Greg said this after we'd hustled our way past the bar and negotiated our way to a table: "Is Vonnegut always so depressing?" He'd just finished Cat's Cradle.


More about the restaurant: It's a great space, if space is the right word, since space is the one thing the restaurant lacked.

Imagine this: Stretch yourself out on the nearest couch. Really stretch yourself out--let your feet hang over the arm if you need to, and by all means push your arms above your head so that they go out and over the end table (avoid the lamp and any framed pictures or candy dishes you may have resting on the table). Really get a feel for the couch, and get a feel for your own length.

Got that feel?

That was how the restaurant felt. It was both as comfortable as the couch, and about as narrow. Again: Das Boot. 'Picnic'.

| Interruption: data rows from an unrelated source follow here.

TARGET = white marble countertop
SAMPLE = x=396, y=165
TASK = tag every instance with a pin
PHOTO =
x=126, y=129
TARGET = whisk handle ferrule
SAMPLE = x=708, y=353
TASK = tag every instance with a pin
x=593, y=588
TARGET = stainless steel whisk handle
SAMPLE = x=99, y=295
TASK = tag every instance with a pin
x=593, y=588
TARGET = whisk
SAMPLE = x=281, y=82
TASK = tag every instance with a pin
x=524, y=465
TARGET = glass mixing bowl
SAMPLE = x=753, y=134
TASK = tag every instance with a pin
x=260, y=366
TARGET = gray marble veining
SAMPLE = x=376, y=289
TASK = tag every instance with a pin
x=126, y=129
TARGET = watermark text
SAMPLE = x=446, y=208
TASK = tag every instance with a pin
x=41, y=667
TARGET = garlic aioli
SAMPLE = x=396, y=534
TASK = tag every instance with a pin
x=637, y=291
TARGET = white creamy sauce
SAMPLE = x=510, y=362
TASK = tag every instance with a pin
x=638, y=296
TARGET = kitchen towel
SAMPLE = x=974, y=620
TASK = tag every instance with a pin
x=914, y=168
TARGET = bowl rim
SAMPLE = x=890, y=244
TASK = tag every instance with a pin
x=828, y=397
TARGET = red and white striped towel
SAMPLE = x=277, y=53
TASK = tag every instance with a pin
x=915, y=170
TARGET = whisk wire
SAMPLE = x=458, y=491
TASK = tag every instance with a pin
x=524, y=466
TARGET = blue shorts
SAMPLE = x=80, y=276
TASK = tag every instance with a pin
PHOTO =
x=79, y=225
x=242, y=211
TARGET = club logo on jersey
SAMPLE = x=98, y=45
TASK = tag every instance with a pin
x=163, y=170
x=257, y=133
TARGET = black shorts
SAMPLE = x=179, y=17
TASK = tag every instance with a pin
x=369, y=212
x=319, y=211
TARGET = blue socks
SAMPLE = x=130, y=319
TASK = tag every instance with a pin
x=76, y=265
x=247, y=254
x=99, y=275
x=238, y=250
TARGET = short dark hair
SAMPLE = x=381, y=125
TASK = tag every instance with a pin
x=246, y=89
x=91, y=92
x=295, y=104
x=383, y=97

Is Vonnegut always so depressing, Greg asked.

"Not if you're depressed already," I replied, buttering a roll. "If you're depressed, he's delighted to share in the misery."

"I've read two of his books. Both have been about the end of the world, and both are about how wonderful it is that the world ended." Greg.

The couple beside us--a young man and woman--grinned at one another with teeth so white one could ski across them.

"Vonnegut isn't a nihilist." Me.

"Don't you remember how Cat's Cradle ended?" Greg.

I thought about the question. I spread butter on bread.

"No." Me.


I ate the roll, butter and all.


"The harmoniums in the caves of Mercury were crazy about good music, too. They had been feeding on one sustained note in the song of Mercury for centuries. When Boaz gave them their first taste of music, which happened to be Le Sacre du Printemps, some of the creatures actually died in ecstasy." Vonnegut.



Greg told me--reminded me--of how Cat's Cradle ended. In a nutshell, it ends with the narrator killing himself while flipping off the Creator of the Universe. In a nutshell, Cat's Cradle ended with a big 'fuck you' to God, and a big 'up yours' to humanity.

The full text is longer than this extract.